In 2003 the government of Slovakia signed a concordat with the Vatican to let doctors and health-care workers in Catholic hospitals decline to participate in abortions as a matter of conscience. This January the EU's Network of Independent Experts on Fundamental Rights (their real name, not an Orwellian satire) ruled Slovakia in violation of its EU "obligations." Translation: Tell those Catholic docs to do abortions or we will hammer you financially. The political tensions split Slovakia's government, and in February it fell.

We may assume the new pope noticed this re-invasion of Slovakia. George Weigel of Washington's Ethics and Public Policy Center, probably our most astute analyst of the papacy as a political actor (his biography of John Paul was a bestseller), has just written an absorbing book-length commentary on the new pope's probable direction called "God's Choice" (Harper Collins). "Ratzinger has been thinking about Europe for 25 years," Mr. Weigel told me. "He needs to address the problem of a Europe in which consciences are being coerced by transnational institutions. This is the cash-out of what he means by the dictatorship of relativism. It's a real issue with real world consequences." Mr. Weigel notes Benedict will go to Cologne in September, and this could be the venue for a large, Europe-directed statement on the place of religion in contemporary society.

Don't write off the effort as quixotic. In 2004 then-Cardinal Ratzinger, one of the world's eminent theologians, made his case in a debate with the famous German philosopher Jürgen Habermas, himself a kind of secular saint. Habermas emerged from what turned into a dialogue with Ratzinger to cause a mini-sensation by suggesting that religious communities deserve respect for having "preserved intact something which has elsewhere been lost." There are signs, small as mustard seeds, of revival: In a paper last month for the American Enterprise Institute, Christopher Levenick drew attention to the renewed interest in monastic life inside Italy. In the past year some 550 women, most college-educated Italians, entered cloistered convents, according to Italy's Union of Mother Superiors.

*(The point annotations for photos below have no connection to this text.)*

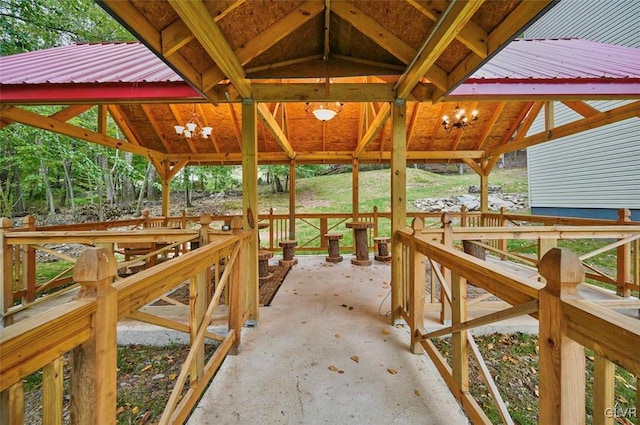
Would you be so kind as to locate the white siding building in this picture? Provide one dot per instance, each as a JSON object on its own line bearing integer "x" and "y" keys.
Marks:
{"x": 590, "y": 174}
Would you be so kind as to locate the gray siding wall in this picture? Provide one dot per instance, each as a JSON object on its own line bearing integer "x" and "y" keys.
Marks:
{"x": 599, "y": 168}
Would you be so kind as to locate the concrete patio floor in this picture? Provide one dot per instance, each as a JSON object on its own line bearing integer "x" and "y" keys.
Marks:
{"x": 323, "y": 315}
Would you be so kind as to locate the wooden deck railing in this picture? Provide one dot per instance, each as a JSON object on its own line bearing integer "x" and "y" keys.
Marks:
{"x": 567, "y": 324}
{"x": 85, "y": 329}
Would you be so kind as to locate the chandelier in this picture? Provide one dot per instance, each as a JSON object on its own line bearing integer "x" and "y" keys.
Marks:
{"x": 193, "y": 127}
{"x": 324, "y": 111}
{"x": 460, "y": 119}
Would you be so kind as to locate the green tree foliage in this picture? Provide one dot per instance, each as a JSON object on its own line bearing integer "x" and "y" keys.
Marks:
{"x": 34, "y": 25}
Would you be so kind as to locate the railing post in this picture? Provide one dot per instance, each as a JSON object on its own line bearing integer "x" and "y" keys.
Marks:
{"x": 6, "y": 272}
{"x": 93, "y": 364}
{"x": 29, "y": 262}
{"x": 417, "y": 280}
{"x": 237, "y": 284}
{"x": 447, "y": 239}
{"x": 562, "y": 361}
{"x": 623, "y": 259}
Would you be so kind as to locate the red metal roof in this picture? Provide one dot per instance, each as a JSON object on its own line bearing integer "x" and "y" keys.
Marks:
{"x": 131, "y": 72}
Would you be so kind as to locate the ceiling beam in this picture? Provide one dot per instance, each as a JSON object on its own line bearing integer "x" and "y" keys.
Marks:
{"x": 384, "y": 38}
{"x": 60, "y": 127}
{"x": 603, "y": 118}
{"x": 275, "y": 130}
{"x": 497, "y": 39}
{"x": 471, "y": 35}
{"x": 445, "y": 31}
{"x": 197, "y": 18}
{"x": 373, "y": 130}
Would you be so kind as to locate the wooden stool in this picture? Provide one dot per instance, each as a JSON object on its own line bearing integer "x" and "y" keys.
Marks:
{"x": 288, "y": 251}
{"x": 334, "y": 247}
{"x": 382, "y": 252}
{"x": 263, "y": 264}
{"x": 362, "y": 244}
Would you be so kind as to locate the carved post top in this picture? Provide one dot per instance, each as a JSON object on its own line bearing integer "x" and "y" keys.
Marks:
{"x": 236, "y": 224}
{"x": 95, "y": 265}
{"x": 5, "y": 223}
{"x": 29, "y": 222}
{"x": 624, "y": 215}
{"x": 205, "y": 220}
{"x": 563, "y": 271}
{"x": 417, "y": 224}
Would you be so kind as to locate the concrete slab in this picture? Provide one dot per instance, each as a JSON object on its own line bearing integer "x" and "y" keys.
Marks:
{"x": 324, "y": 314}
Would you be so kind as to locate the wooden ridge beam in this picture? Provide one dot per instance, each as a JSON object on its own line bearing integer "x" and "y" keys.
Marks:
{"x": 275, "y": 130}
{"x": 45, "y": 123}
{"x": 201, "y": 23}
{"x": 603, "y": 118}
{"x": 497, "y": 39}
{"x": 449, "y": 27}
{"x": 384, "y": 38}
{"x": 373, "y": 130}
{"x": 471, "y": 35}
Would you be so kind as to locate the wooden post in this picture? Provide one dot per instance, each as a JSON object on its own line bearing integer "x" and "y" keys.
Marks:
{"x": 12, "y": 405}
{"x": 398, "y": 201}
{"x": 52, "y": 392}
{"x": 459, "y": 340}
{"x": 623, "y": 259}
{"x": 603, "y": 391}
{"x": 562, "y": 361}
{"x": 250, "y": 202}
{"x": 355, "y": 189}
{"x": 93, "y": 365}
{"x": 447, "y": 239}
{"x": 292, "y": 200}
{"x": 237, "y": 289}
{"x": 417, "y": 281}
{"x": 29, "y": 262}
{"x": 6, "y": 272}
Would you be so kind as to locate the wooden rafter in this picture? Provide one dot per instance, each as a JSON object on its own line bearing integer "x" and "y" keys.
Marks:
{"x": 272, "y": 125}
{"x": 509, "y": 27}
{"x": 373, "y": 129}
{"x": 384, "y": 38}
{"x": 45, "y": 123}
{"x": 122, "y": 121}
{"x": 200, "y": 22}
{"x": 412, "y": 123}
{"x": 448, "y": 28}
{"x": 156, "y": 128}
{"x": 490, "y": 123}
{"x": 603, "y": 118}
{"x": 471, "y": 35}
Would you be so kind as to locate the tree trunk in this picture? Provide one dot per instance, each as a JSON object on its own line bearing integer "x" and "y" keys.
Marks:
{"x": 66, "y": 165}
{"x": 44, "y": 170}
{"x": 279, "y": 187}
{"x": 143, "y": 186}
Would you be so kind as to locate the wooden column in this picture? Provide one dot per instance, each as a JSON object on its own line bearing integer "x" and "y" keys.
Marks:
{"x": 355, "y": 189}
{"x": 292, "y": 200}
{"x": 562, "y": 361}
{"x": 398, "y": 200}
{"x": 6, "y": 272}
{"x": 250, "y": 203}
{"x": 93, "y": 366}
{"x": 623, "y": 259}
{"x": 416, "y": 290}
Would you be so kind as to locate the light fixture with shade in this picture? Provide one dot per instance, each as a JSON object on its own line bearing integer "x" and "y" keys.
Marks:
{"x": 193, "y": 127}
{"x": 459, "y": 120}
{"x": 324, "y": 111}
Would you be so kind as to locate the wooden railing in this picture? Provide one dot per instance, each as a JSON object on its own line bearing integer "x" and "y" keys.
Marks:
{"x": 567, "y": 324}
{"x": 85, "y": 329}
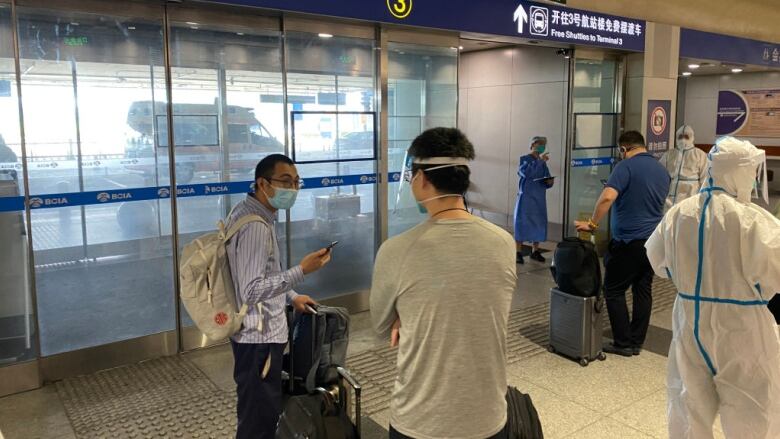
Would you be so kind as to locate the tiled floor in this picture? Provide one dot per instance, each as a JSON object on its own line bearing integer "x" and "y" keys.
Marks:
{"x": 616, "y": 398}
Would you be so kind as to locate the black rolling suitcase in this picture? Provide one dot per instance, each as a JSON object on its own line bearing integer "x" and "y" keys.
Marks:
{"x": 576, "y": 308}
{"x": 315, "y": 382}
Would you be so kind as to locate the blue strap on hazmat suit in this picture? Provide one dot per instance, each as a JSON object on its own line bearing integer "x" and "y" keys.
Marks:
{"x": 531, "y": 206}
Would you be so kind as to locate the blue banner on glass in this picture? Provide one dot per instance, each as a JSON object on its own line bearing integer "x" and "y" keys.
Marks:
{"x": 698, "y": 44}
{"x": 537, "y": 21}
{"x": 598, "y": 161}
{"x": 71, "y": 199}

If the pope's problems in Europe are mainly a struggle over the life of the soul, in foreign policy it is often a death struggle. Amid Denmark's prophet Muhammad cartoon debacle, Muslims in Maiduguri, Nigeria burned 11 churches and murdered 15 minority Christians. "For a Nigerian Catholic prelate," says Mr. Weigel, "the pope is a lifeline to the outside world." No one knows that better than the estimated eight million Catholics in China's persecuted underground church. Last month Benedict announced his desire to visit the mainland. The political hurdles are high. What should be the price of a papal visit? A Chinese claim to name his new bishops? Throwing over Taiwan's Catholics? It makes Google's political problems there look, well, young.

On Sunday Benedict XVI will send his first Easter address into the world, and it will be deeply spiritual. But the wry American who once said all politics is local spoke in a tongue that this new leader of a billion far-flung souls had to learn the day he took office.

Mr. Henninger is deputy editor of The Wall Street Journal's editorial page. His column appears Fridays in the Journal and on OpinionJournal.com.